Abstract: Python's versatility, efficiency, reliability, and speed have rightfully established it as the default language for big data processing, exploratory data analysis, machine learning and cloud computing. An inevitable consequence of this is the development of a variety of open-source general purpose packages widely accessible to ML researchers for the development of their complex systems. In an era where ML-Ops was not even a thing, data scientists could quickly bundle together code to generate their ML-models or sophisticated ETL pipelines, leveraging many different packages through simple notebooks and deploy them, even, in production.
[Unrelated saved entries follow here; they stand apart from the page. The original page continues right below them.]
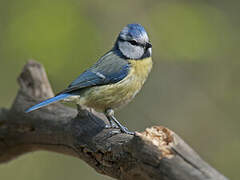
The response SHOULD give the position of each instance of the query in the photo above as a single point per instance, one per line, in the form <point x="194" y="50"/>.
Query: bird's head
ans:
<point x="133" y="42"/>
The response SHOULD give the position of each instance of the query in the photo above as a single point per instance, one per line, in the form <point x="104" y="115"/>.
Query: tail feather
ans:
<point x="48" y="101"/>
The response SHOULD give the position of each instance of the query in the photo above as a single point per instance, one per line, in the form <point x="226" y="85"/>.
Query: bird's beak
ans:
<point x="148" y="45"/>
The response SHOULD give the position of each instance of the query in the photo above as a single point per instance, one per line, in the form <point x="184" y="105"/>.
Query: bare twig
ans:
<point x="157" y="153"/>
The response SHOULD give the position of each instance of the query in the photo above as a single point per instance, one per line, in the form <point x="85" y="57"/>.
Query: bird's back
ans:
<point x="118" y="94"/>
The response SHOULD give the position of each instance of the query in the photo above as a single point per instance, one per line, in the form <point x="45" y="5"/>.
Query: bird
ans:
<point x="114" y="80"/>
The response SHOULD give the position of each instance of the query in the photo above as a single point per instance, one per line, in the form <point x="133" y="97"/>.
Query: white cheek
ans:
<point x="130" y="51"/>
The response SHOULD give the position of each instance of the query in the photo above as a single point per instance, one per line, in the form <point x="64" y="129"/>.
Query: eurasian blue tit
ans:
<point x="115" y="79"/>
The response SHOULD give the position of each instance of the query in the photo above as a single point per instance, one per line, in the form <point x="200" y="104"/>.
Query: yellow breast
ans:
<point x="116" y="95"/>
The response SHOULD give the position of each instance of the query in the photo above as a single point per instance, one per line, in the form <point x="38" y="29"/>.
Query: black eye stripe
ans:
<point x="134" y="43"/>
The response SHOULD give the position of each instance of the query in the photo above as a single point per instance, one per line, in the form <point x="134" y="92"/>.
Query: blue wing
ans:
<point x="110" y="69"/>
<point x="48" y="101"/>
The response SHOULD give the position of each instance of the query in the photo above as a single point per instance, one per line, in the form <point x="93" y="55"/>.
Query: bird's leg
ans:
<point x="110" y="115"/>
<point x="111" y="122"/>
A repercussion of this is the generation of thousands of lines of glue-code used to get data into and out of these general-purpose packages. However, as organisations mature, anti-patterns like these need to be effectively dealt with, else they can freeze systems to their peculiarities.
This talk is a story about how we dealt with this problem, particularly related to how we used pandas in many of our systems, by actively combating glue-code through wrapping pandas-I/O operations (which are indirectly using libraries like `pyarrow`, `fastparquet`, `s3fs`, `boto3` and `aws-cli`), into a common API under the name dynamic(i/o). By packaging up these libraries we were able to promote good practices, write reusable code that was easy to read, better structure our repos and promote a consistent template of work, define data expectations that would be validated by our wrapper, generate structured metrics picked up by our monitoring systems and even define interfaces between our developer teams, to enable a smoother communication of both data and knowledge.
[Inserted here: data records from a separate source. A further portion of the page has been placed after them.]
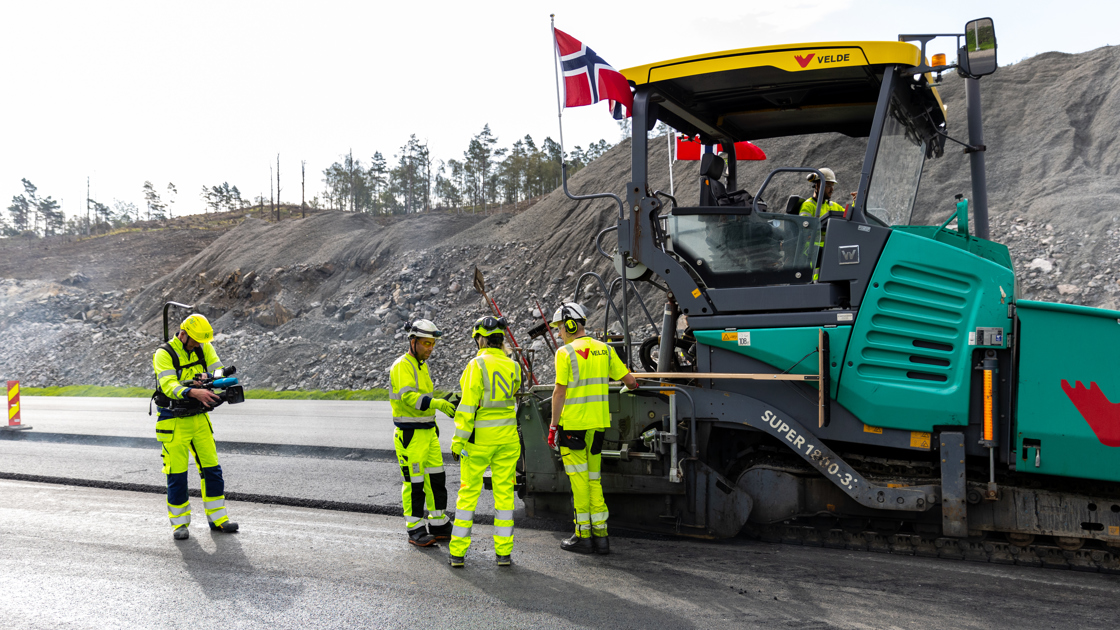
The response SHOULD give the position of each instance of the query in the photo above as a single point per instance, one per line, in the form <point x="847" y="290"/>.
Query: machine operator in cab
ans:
<point x="417" y="438"/>
<point x="809" y="206"/>
<point x="580" y="415"/>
(We intend to open-source this library on the day of the talk).
Bio: Christos has a PhD in Computing and has worked for many years as an ML consultant for many companies covering different domains (telcom, finance, gaming). For the last 3 years, he has been focussing on ML-Ops, defining and curating the ML-Development Lifecycle for the companies that hire him. He has recently embarked on a new adventure with Vortexa Ltd, working as a Lead ML Engineer and helping the company scale technically as it grows.